Batman’s partner, Robin, became a superhero somewhere between the ages of 10 and 12. That was in 1940. By 1968, he was just graduating high school. Okay, so the early adventures of Batman and Robin are considered to have happened on Earth Two. With no formal announcement, sometime after 1955, a new Batman and a new Robin began their careers on Earth One. So Dick Grayson was now 15 years younger. By 1968, he had aged only to 18. By 1981, he was still in college, or at least dropping out of it. In 26 years, Dick aged at most ten years. Since he was just leaving for college when Black Canary came to Earth One, he could have been no more than 20 when it was decided she was decades to old to date Green Arrow.

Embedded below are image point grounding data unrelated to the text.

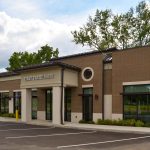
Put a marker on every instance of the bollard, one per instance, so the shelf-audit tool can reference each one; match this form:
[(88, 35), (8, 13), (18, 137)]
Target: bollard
[(17, 115)]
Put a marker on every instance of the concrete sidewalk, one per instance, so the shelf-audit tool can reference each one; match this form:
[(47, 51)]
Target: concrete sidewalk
[(86, 126)]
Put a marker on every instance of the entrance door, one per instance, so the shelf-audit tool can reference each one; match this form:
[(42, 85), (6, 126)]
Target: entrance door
[(34, 104), (137, 107), (49, 104), (68, 104), (88, 104)]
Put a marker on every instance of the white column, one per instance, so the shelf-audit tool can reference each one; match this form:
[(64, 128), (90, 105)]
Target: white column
[(107, 106), (11, 105), (57, 105), (26, 105)]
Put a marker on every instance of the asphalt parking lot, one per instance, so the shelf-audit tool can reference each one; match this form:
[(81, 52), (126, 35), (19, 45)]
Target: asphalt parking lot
[(19, 136)]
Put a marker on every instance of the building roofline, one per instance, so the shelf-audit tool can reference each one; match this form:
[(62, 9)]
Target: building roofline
[(131, 48), (86, 54), (8, 74), (48, 64)]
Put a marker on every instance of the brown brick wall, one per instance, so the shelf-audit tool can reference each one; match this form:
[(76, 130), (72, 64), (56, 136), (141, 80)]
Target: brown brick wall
[(128, 66), (94, 61)]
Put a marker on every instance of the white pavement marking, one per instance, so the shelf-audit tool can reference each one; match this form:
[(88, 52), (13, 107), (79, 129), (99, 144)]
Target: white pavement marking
[(103, 142), (49, 135), (26, 129), (9, 125)]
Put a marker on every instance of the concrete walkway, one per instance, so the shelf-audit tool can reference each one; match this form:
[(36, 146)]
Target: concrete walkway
[(86, 126)]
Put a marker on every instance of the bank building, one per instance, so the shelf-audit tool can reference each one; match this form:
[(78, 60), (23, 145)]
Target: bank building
[(110, 84)]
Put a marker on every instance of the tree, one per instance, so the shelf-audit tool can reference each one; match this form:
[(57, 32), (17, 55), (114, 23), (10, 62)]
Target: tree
[(21, 59), (106, 30)]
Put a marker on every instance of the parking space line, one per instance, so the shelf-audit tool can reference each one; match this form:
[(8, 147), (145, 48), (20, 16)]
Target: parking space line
[(102, 142), (49, 135), (26, 129), (9, 125)]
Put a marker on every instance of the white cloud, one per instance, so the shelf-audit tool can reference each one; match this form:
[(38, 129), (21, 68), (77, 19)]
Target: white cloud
[(18, 34), (22, 8)]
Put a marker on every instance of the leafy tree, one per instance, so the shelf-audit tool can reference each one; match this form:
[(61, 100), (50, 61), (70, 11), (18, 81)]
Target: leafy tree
[(142, 22), (21, 59), (125, 30)]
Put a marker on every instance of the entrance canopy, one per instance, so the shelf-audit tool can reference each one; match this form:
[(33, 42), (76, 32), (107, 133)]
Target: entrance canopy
[(48, 75)]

In other words, while her career had spanned more than three decades in the real world, she couldn’t be much more than 40 on Earths One and Two, even if you assume she aged “real time” from 1930 to 1968.

A little too much math? Maybe so. I think it’s just an illustration of how much it can take the fun out of things when fantasy characters are forced to conform too much to reality. It’s easier just to enjoy this issue, an artifact of a time when comics were starting to become a little more than they had been, and when a lesser-known Golden Age character started to become a major player.